Commissioning support units are engaged in a “ritual dance” to find appropriate partners after NHS England signalled another round of consolidation in the sector.

Close crop of Andrew Lansley's eyes to illustrate Lansley's 2010 vision

Close crop of David Nicholson's eyes to illustrate NHS England's 2013 plan

New details have emerged of how preparations are beginning to assess each CSU on its long term viability. Meanwhile, NHS England’s procurement framework for support services has said the overall number of units offering a full range of services will fall.

The framework is intended to provide the easiest means for clinical commissioning groups to access the sector. However, the document sets out the latest thinking on how the support services market will be tightly managed from the centre, in contrast to former health secretary Andrew Lansley’s vision of CCGs being able to freely choose from a market of support service providers.

HSJ has learned CSUs are in discussions with one another − closely monitored by NHS England’s business development unit − to form networks, which will enable them to get accreditation to the framework.
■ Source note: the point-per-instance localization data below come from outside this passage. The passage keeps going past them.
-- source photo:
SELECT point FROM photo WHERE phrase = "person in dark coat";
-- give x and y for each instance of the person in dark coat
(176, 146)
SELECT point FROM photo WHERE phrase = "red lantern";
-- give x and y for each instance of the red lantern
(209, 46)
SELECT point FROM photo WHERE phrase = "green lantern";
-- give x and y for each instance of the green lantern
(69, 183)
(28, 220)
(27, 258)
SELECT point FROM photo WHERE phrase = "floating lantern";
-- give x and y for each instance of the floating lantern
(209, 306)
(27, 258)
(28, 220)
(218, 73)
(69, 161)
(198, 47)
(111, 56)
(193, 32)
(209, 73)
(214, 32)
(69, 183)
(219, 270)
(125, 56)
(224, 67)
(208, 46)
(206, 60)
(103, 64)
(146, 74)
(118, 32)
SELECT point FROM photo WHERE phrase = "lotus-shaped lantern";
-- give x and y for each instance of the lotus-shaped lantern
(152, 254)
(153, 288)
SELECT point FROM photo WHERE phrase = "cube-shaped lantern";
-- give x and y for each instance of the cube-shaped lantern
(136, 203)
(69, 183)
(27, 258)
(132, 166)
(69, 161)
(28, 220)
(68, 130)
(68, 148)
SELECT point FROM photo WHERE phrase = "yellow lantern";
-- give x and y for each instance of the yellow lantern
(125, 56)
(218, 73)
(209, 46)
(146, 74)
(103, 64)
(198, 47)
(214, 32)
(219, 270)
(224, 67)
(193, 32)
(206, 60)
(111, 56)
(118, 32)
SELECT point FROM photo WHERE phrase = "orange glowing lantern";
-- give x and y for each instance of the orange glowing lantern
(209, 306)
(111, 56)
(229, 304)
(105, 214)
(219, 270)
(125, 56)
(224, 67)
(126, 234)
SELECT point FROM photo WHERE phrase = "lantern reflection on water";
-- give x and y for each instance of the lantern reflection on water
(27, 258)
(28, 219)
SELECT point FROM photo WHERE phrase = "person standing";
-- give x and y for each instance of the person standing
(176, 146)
A two tier CSU sector is expected to result, led by those who gain accreditation from NHS England as “lead providers”. CSUs providing only a narrow range of specialist services could only survive as subcontractors to the lead providers.

An NHS England document leaked to HSJ confirms that each CSU service line will be assured for quality. Privately, CSU leaders expect these tests will be extremely rigorous, forcing the units to form the networks to remain viable.

Part of the purpose of the discussions between CSUs is to decide which are able to become lead providers, which organisations they will partner to supply a full range of high quality services, and whether mergers are necessary.

One CSU leader, who did not want to be named, plans for their organisation to focus on specialist services around transforming pathways of care, without becoming a lead provider. It is now in discussions to join a consortium with other CSUs.

Another senior source described CSUs as being engaged in a “ritual dance where you talk to umpteen people about who you end up going home with”.

HSJ has also learned that NHS England is to continue to evaluate CSUs on their ethos, values and vision. These assessments will form part of the process of making CSUs independent of NHS England, but they have caught some CSU bosses by surprise, because formal assurance “checkpoints”, which focused on the quality of CSU leadership, finished in April.

An NHS England guide to the framework, circulated this month, sets out five service lines that accredited lead providers must offer. They are: “business support and transactional services”; “healthcare procurement and provider management”; “service specific redesign”; communications; and business intelligence, data management and information governance.

The NHS England document says there will be space on the framework for 10-15 lead providers − including private firms and charities and other public bodies such as councils.

As there are currently 17 CSUs, this means some will either cease to function, or will only supply some services by acting as a subcontractor to another CSU. CCGs will be able to procure support services via the framework by early 2015.

The NHS England document says the support services market is potentially worth double what CCGs are currently spending. This week it was expected to circulate guidance to encourage them to outsource more services to CSUs − a move which will be resisted by CCGs.

Once operational the framework will enable CCGs to procure support services within three months - much faster than through a full independent procurement, which can typically take nine to 12 months. NHS England says the framework will also leave CCGs less vulnerable to legal challenge.

Steve Kell, co-chair of NHS Clinical Commissioners, said support service procurement should be “driven by CCGs”. He said: “If it’s centrally driven and centrally prescribed, the less useful it is to CCGs. Having clarity about procurement rules is helpful but it should be up to CCGs how they use those rules.”

  • Update, 18 October Since we published this article yesterday, we have been sent the following statement by Bob Ricketts, NHS England’s director for commissioning support services strategy and market development:

“The article states that the ‘market will be tightly managed from the centre’. Nothing could be further from the truth.  Use of the framework is voluntary and it will be for CCGs to decide what they source from it. There will of course be alternative options available for those who choose not to source from the framework.

“Secondly, the article states we plan to ‘circulate guidance to encourage them [CCGs] to outsource more services to CSUs’.  This is wrong. It is neutral as to who they secure them from. 

“Lastly – the article implies there is a disagreement between NHS England and NHS Clinical Commissioners around the principles that should shape procurement of commissioning support services. This misrepresents our position. CCG choice remains an absolute commitment from NHS England.”